Pada titik ini, beberapa gejala saya telah mereda dan saya tidak merasa benar-benar mengerikan, jadi saya memutuskan untuk melakukannya ceritakan kepada orang lain tentang pengalaman saya. Orang asing dari makan malam bantuan Australia mulai menjangkau saya dan berkata, "Oh, saya ada di meja ini, dan saya dapat sakit, juga, "atau" Kamu tidak mengenal saya, tetapi saya berada di makan malam itu dan saya dinyatakan positif. "Semua orang mulai keluar dari kayu.
Ketika telepon saya berdering hari itu, saya tahu itu rumah sakit. Saya segera mengambil, dan seorang perawat memberi tahu saya bahwa saya dites positif COVID-19 dan untuk terus melakukan apa yang sudah saya lakukan — mengasingkan diri. Ketika dia memberi saya hasilnya, saya akhirnya merasa divalidasi. Meskipun saya tahu jauh di lubuk hati bahwa saya memiliki virus, rasanya senang akhirnya memiliki jawaban — bahkan jika tidak ada perawatan.

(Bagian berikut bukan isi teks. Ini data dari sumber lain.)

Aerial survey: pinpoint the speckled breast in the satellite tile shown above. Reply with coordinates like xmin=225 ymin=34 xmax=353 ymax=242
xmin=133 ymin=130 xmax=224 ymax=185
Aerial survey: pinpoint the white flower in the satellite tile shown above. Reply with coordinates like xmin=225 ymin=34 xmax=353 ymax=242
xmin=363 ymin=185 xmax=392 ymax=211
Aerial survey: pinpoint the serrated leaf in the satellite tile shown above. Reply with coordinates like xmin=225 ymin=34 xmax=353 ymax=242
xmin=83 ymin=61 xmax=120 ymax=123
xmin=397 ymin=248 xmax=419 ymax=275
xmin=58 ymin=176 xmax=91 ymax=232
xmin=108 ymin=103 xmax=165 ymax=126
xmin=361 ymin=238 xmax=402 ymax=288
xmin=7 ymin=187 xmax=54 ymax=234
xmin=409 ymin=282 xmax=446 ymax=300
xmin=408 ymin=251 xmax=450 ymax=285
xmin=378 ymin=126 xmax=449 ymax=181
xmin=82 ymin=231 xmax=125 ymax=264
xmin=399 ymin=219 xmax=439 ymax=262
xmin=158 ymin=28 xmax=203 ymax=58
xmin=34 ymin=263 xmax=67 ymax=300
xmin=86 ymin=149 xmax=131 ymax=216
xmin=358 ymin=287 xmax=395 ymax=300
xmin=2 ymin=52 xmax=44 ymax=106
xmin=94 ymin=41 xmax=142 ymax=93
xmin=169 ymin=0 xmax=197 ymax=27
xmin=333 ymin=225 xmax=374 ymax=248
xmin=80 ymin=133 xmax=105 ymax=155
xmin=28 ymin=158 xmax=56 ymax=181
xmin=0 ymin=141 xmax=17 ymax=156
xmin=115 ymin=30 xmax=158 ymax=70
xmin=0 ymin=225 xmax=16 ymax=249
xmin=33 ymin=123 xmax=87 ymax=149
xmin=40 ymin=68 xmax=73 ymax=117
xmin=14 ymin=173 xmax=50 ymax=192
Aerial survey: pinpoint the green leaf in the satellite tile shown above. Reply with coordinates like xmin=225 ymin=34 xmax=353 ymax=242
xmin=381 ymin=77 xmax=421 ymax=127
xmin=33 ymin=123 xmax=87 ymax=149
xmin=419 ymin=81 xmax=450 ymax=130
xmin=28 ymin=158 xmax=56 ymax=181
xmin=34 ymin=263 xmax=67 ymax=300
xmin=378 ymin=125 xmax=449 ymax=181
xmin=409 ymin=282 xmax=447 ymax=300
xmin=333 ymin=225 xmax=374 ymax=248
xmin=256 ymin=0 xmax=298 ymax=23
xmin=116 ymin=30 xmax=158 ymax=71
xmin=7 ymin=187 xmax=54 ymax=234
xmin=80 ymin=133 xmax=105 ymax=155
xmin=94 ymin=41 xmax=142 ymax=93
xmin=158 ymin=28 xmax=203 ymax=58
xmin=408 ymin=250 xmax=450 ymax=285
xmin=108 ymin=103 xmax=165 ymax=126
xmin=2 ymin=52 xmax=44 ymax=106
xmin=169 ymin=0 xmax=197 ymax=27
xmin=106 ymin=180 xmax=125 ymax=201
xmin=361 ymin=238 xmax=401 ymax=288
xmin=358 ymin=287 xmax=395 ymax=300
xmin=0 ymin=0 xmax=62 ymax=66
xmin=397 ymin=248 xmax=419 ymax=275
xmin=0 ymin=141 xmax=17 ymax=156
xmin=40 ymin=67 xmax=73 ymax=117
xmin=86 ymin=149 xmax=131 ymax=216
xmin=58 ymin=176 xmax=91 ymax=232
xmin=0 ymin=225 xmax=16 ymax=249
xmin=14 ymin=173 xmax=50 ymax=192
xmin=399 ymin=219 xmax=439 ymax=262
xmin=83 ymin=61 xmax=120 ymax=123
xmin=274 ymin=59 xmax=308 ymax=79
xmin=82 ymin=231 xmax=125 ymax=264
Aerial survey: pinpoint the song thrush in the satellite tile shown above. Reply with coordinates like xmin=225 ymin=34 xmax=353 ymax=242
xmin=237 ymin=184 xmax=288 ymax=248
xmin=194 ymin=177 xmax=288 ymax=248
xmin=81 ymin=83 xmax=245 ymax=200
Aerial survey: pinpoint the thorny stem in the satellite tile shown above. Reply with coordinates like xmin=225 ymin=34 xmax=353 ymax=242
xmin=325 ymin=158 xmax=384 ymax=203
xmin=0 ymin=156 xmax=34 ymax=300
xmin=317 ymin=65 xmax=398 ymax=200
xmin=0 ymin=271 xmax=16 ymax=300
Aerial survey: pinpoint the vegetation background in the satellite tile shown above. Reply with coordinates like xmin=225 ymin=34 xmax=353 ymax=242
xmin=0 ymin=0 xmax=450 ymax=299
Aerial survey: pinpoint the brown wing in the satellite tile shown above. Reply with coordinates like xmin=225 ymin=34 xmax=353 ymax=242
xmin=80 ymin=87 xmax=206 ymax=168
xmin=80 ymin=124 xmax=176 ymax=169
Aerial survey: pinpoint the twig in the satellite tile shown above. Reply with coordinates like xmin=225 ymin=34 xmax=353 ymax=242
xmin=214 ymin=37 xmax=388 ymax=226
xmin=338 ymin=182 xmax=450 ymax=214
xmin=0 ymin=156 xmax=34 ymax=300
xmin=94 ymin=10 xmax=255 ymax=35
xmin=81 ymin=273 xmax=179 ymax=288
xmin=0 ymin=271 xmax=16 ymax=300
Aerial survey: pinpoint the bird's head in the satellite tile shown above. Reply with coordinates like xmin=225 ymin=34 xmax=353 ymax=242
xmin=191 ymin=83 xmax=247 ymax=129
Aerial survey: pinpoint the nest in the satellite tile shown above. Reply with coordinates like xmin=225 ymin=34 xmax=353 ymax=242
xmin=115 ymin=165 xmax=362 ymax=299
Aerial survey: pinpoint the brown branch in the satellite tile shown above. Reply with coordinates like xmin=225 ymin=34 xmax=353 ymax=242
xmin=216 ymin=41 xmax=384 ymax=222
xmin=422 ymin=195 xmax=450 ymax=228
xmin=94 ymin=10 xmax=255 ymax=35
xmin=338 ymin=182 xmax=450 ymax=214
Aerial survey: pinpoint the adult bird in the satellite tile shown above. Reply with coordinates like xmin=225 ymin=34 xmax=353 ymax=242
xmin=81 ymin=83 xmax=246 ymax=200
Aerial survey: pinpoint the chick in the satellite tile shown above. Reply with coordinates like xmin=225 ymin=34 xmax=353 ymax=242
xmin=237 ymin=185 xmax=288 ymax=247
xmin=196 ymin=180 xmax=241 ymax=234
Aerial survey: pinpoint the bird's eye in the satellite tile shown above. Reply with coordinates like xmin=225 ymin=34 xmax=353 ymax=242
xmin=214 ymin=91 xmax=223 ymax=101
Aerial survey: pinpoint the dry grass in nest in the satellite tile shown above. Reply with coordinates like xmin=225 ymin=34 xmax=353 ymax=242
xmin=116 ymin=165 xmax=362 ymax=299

Hari-hari menjelang 2 April, mual saya hilang dan saya akhirnya bisa mulai makan lagi. Saya belum bisa merasakan atau mencium apa pun sepenuhnya, tetapi saya lapar. Pacarku dan aku menatap dengan diet BRAT: roti, nasi, saus apel, dan roti panggang. Hanya itu yang bisa kita tahan. Tapi setidaknya kita punya selera makan kembali.
Akhirnya, saya mulai memiliki energi untuk melakukan hal-hal seperti mandi atau mulai menggambar lagi. Saya berjalan-jalan di luar, menjaga jarak aman dari yang lain, dan saya bahkan mulai berkebun.
Pada 7 April, setelah masa isolasi saya berakhir, saya pergi keluar untuk toko kelontong. (Sampai saat itu, tetangga kami telah meninggalkan makanan di pintu.) Saya memakai topeng dan sarung tangan saya dan berjalan ke pasar terdekat. Saya terkejut melihat begitu banyak orang di toko yang tidak menjauhkan diri dan tidak waspada tentang membersihkan tangan mereka.
Saya harap orang membaca cerita saya dan menganggapnya serius. Saya tahu keluarga dan teman-teman saya lebih berhati-hati dari sebelumnya, sekarang mereka telah melihat apa yang dapat dilakukan oleh virus. Siapa pun dapat terpengaruh, dan Anda dapat mengubah sudut untuk yang terburuk dengan sangat cepat. Saya harus tahu karena itu terjadi pada saya dan pacar saya.